После своих путешествий он женился; он умер молодым; он оставил детей; и я уверен, как в самом себе, что его жена была первой и единственной, посвятившей его в радости любви. Наружно он был набожен, как испанец, но внутри – это было благочестие ангела. Не считая себя самого, я, с тех пор как живу, не видел такого терпимого человека. Он никогда ни у кого не осведомлялся о религиозных взглядах. Кто его друг – еврей, протестант, турок, святоша, безбожник – ему не было дела, лишь бы это был честный человек. Упрямец, спорщик в вопросах, не связанных с религией, он, как только шла речь о ней, даже о нравственности, задумывался, умолкал или говорил просто: «Я отвечаю только за себя». Просто невероятно, как можно было сочетать такую возвышенную душу с таким педантичным, доходящим до мелочности умом. Он распределял и устанавливал заранее свой порядок дня по часам, четвертям и минутам и придерживался этого расписания так тщательно, что, если б урочный час пробил, когда он читал книгу, он закрыл бы ее, не дочитав начатой фразы. Из всех этих мер времени, строго распределенных, одни предназначались для такой-то науки, другие – для другой; определенные часы отводились размышлению, беседе, церковной службе, Локку, молитве по четкам, визитам, музыке, живописи; и ни удовольствия, ни искушения, ни любовь не могли нарушить этот порядок; необходимость исполнить свой долг – одна могла бы сделать это. Когда он сообщил мне свое расписание, чтобы я сообразовался с ним, я начал с того, что засмеялся, а кончил тем, что заплакал от восхищения. Никогда он никого не стеснял и сам не выносил стеснения; он был резок с людьми, которые пытались стеснять его церемониалом вежливости. Он был вспыльчив, но не умел дуться. Я часто видел его в гневе, но никогда не видел сердитым. Ничто не могло сравниться с его весельем; он понимал шутку и сам любил шутить; он даже блистал в этом и отличался талантом в эпиграммах. Когда его раздражали, он становился бурным и шумным в речах, голос его был слышен издалека; но пока он кричал, на лице его уже появлялась улыбка, и даже в порывах гнева у него срывалось какое-нибудь забавное словечко, заставлявшее всех расхохотаться.

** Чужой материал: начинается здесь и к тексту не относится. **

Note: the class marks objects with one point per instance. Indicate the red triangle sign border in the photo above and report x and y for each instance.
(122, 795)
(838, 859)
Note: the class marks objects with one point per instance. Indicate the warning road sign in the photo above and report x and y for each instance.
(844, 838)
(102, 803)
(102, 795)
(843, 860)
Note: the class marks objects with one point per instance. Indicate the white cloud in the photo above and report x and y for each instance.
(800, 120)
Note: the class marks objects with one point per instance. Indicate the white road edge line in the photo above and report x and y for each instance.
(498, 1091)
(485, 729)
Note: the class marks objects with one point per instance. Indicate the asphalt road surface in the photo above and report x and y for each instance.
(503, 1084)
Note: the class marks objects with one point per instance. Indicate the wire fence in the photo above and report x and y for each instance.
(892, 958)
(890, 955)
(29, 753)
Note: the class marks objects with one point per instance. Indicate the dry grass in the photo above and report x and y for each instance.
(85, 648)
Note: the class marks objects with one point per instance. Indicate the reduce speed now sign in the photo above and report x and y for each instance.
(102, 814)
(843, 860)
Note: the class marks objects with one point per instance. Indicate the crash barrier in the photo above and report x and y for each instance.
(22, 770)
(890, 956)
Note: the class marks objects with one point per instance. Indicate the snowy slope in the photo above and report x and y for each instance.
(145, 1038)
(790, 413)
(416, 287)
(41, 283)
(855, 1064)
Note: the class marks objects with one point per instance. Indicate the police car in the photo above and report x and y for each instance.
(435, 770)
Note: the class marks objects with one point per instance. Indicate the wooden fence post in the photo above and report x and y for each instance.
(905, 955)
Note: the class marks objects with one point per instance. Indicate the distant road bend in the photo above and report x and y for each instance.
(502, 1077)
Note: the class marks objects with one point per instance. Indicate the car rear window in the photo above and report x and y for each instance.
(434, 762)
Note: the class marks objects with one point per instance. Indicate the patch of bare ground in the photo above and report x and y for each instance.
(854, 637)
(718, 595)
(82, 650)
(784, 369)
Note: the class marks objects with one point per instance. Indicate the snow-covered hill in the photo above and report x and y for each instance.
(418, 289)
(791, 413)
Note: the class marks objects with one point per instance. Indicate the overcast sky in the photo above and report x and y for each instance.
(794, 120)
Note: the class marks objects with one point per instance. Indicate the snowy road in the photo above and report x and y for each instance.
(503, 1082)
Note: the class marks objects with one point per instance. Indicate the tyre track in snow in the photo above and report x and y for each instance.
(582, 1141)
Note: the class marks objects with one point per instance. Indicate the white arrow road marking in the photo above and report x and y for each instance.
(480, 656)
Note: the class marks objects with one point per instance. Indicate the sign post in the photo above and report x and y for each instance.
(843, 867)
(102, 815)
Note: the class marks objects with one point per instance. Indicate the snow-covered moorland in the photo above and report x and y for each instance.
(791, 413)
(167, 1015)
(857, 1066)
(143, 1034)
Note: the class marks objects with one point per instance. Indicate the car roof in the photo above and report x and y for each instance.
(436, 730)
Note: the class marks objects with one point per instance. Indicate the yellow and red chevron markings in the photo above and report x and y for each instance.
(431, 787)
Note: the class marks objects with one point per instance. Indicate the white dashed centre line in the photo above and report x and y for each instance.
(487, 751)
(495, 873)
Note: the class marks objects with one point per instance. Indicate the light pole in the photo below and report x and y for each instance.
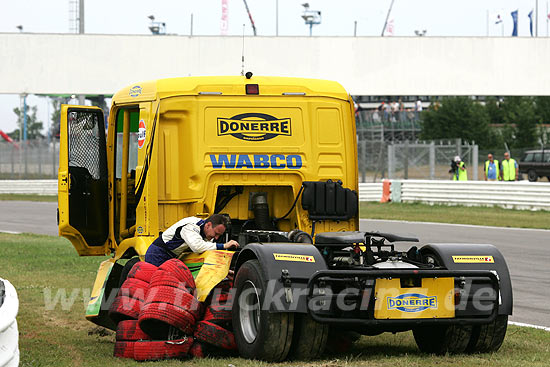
(156, 28)
(311, 17)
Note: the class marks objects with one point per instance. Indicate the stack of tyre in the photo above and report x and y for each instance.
(158, 316)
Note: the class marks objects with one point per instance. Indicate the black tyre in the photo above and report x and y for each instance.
(309, 339)
(442, 339)
(259, 334)
(532, 175)
(489, 337)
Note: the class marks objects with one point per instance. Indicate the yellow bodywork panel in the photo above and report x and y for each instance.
(434, 299)
(214, 267)
(94, 305)
(77, 135)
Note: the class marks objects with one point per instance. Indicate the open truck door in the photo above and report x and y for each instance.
(83, 180)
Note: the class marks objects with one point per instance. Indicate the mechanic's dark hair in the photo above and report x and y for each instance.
(217, 219)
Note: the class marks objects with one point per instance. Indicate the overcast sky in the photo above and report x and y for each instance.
(437, 17)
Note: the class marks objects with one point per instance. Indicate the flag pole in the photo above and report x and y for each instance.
(537, 19)
(487, 22)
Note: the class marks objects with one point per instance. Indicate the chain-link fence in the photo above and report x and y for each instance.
(413, 159)
(29, 160)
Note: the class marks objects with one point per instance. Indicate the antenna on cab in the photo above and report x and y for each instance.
(242, 69)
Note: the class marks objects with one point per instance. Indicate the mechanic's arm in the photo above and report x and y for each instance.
(197, 244)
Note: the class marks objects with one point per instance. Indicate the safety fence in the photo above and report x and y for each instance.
(34, 159)
(40, 187)
(516, 195)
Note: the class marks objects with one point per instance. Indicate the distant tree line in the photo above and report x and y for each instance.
(35, 128)
(515, 121)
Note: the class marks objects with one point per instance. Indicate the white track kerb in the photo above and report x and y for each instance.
(9, 336)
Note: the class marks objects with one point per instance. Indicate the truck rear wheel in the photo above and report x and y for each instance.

Он не отличался ни смуглым цветом лица, ни флегмой, присущими испанцам. Кожа у него была белая, щеки румяные, волосы каштановые, почти русые. Он был высок ростом и хорошо сложен. Тело его было создано так, чтобы вмещать его душу.
Этот мудрец по сердцу, как и по уму, разбирался в людях – и стал моим другом. В этом весь мой ответ всякому, кто мне не друг. Мы так близко сошлись, что задумали прожить всю жизнь вместе. Я должен был через несколько лет отправиться в Аскойтию{234} и поселиться там в его поместье. Все подробности этого плана были обсуждены между нами накануне его отъезда. Помешало нам только то, что не зависит от людей даже при наилучше составленных планах. Последующие события – мои бедствия, его женитьба и, наконец, его смерть – разлучили нас навсегда.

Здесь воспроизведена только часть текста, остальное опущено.